Home » News & Events » How Rising Home Care Costs Are Breaking the Middle Class
by Ken Altucker for USA Today
Home care and assisted living costs for older adults and people with disabilities have surged over the past five years, straining affordability for middle-class families who struggle to pick up the tab, AARP said in a March 12 report.
The AARP report said the cost of the most common type of long-term services − home care and assisted living services − surged nearly 50% from 2019 through 2024, far outpacing median income growth of 22% for senior households.
Costs of other long-term services also grew more quickly than income for households that must pay for this care without public aid. Adult day service costs jumped 33%, and nursing home care costs increased by up to 25%, AARP said.

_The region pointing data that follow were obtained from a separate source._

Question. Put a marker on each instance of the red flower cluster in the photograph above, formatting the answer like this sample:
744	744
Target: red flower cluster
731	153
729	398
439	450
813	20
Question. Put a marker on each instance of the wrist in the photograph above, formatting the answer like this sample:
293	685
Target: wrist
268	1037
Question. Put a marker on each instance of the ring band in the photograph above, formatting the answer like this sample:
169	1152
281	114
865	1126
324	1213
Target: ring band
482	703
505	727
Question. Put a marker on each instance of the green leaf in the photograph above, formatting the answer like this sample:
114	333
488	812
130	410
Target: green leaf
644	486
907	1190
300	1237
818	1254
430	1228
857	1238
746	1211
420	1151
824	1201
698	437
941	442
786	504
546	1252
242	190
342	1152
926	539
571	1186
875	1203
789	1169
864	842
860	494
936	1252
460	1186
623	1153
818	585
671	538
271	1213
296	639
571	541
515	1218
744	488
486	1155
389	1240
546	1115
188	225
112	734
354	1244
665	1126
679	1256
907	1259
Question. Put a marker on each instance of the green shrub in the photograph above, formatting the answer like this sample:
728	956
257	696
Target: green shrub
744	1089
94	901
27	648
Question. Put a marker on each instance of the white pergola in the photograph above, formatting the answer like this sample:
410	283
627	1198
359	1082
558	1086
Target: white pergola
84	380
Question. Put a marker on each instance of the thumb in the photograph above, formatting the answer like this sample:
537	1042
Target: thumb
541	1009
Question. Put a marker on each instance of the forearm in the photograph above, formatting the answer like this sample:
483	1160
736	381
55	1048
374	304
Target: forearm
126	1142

“When this hits, it hits families harder than they expect – and at a higher cost,” said Alan Weil, director of AARP’s public policy institute.
More than half of adults who turned 65 between 2021 and 2025 will need long-term care services in their lifetime, according to the U.S. Department of Health and Human Services.
But families often aren’t prepared to handle costs of caring for aging adults, Weil said.
An AARP survey in 2022 said about half of the adults age 50 or older mistakenly believed Medicare, the federal health insurance program for adults 65 and older, covers care in a nursing home or home care from a home health aide.
While Medicare doesn’t cover such costs, Medicaid, the federal-state health program for low income families, does pay for nursing home care for millions of low-income adults.
But for middle-income families who don’t qualify for Medicaid, costs can rise quickly. About 1 in 7 older adults had out-of-pocket costs that exceeded $100,000 in 2020, AARP said.
For families who can’t afford to hire home health assistants, the burden of providing care often falls on unpaid caregivers. These caregivers, often family members, contributed about $600 billion in care in 2021, AARP said.